Forget the 4pin cables I can buy different.

My problems are I don’t know what to use.
The slaves are all the same, so the last one cant be different and cant have a wire that loops back to the master. They cant have a unique ID, cant be ordered, and cant be programmed differently.
So I need to know how many slaves are potentially connected to each other. It can be 2 or 10.

That’s why I2C seemed reasonable, I can set each slave to the same address, connect them like so:
and when they reply just count the number of replies and I have a number.
Now I just need to know the order of them.

Is this doable? will they all reply? or do they need to have different addresses?


Yes, Modbus is only suitable for not time critical applications. I just measured in an example I had actually set up that it needs about 300 MS to read a 16 bit register from the slave using a baudrate of 9600. That’s slow but on the other hand you can be sure that (unless your system is purposely corrupted) the command arrived at the addressed slave and that the received data didn’t get corrupted on the transport.
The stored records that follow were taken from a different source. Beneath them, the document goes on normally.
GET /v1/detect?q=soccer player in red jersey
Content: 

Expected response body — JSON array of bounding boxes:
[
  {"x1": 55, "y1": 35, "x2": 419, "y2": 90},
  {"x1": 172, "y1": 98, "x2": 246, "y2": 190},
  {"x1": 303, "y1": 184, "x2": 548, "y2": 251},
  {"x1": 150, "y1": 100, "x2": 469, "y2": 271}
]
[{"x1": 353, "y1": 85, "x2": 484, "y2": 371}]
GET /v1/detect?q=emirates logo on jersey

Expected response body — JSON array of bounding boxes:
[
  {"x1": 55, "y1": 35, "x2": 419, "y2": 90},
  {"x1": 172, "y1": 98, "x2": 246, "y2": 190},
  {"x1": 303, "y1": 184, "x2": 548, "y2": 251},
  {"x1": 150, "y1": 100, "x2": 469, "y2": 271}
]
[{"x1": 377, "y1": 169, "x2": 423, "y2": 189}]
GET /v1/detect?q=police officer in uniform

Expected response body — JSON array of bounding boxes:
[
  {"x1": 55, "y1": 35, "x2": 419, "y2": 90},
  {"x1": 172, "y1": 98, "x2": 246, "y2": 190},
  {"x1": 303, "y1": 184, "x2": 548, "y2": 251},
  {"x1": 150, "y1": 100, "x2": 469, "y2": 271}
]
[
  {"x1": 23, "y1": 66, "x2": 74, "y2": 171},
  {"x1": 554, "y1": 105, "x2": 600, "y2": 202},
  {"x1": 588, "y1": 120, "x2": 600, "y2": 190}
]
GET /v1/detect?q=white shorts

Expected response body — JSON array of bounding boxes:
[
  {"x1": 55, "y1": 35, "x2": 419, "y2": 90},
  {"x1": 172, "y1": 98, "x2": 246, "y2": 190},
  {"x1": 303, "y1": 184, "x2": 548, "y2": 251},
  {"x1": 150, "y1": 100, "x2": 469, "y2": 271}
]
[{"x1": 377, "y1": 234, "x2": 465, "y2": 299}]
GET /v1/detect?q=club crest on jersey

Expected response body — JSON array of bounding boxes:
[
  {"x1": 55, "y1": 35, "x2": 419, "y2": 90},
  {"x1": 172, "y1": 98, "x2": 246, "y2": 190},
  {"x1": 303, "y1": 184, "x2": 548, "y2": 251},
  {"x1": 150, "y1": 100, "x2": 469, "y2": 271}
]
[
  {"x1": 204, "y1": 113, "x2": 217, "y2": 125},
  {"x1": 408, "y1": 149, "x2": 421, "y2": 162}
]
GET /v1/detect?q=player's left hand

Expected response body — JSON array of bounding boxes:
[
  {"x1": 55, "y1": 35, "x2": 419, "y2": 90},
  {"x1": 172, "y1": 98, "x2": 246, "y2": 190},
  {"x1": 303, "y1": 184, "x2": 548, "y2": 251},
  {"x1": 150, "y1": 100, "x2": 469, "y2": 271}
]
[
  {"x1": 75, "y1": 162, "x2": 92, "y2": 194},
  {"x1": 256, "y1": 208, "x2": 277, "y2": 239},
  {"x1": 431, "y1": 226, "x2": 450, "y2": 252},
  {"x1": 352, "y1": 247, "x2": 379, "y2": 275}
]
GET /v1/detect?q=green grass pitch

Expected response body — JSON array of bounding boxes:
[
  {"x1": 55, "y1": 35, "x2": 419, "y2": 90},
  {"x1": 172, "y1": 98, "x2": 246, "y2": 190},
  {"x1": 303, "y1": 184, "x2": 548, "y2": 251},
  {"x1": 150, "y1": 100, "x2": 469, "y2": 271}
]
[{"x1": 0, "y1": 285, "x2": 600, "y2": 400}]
so many thanks for all the information that i have found here! you have no idea how helpful this example was for me and all he following posts! thanks a lot. i was just wondering if i may ask you people some questions? as i can see that you know these things much better than I do and plus, i’m new on the forum! thanks a lot!


Yes, if you are using the code in Codeshare, it suffers from poor turnaround delays. If you use this all with your own modules it works fine. I fell foul of the turnaround when I tried to use a Schneider VSD on the same bus. I was getting lots of errors and tracked it down to the fact that the VSD turnaround was way faster than the code I was using with NETMF. I changed the design to use an Atmel ATMEGA128 and now I can run them all on the same bus at 19200 and no errors. The ATMEGA code obviously runs much faster so can handle the turnaround times.


In a word, NO. Each I2C device must have a unique address or you will get bus arbitration issues. Same with RS485, CAN BUS etc. In fact, any bus based system where you have some form of multi-drop, each device has to have a unique address.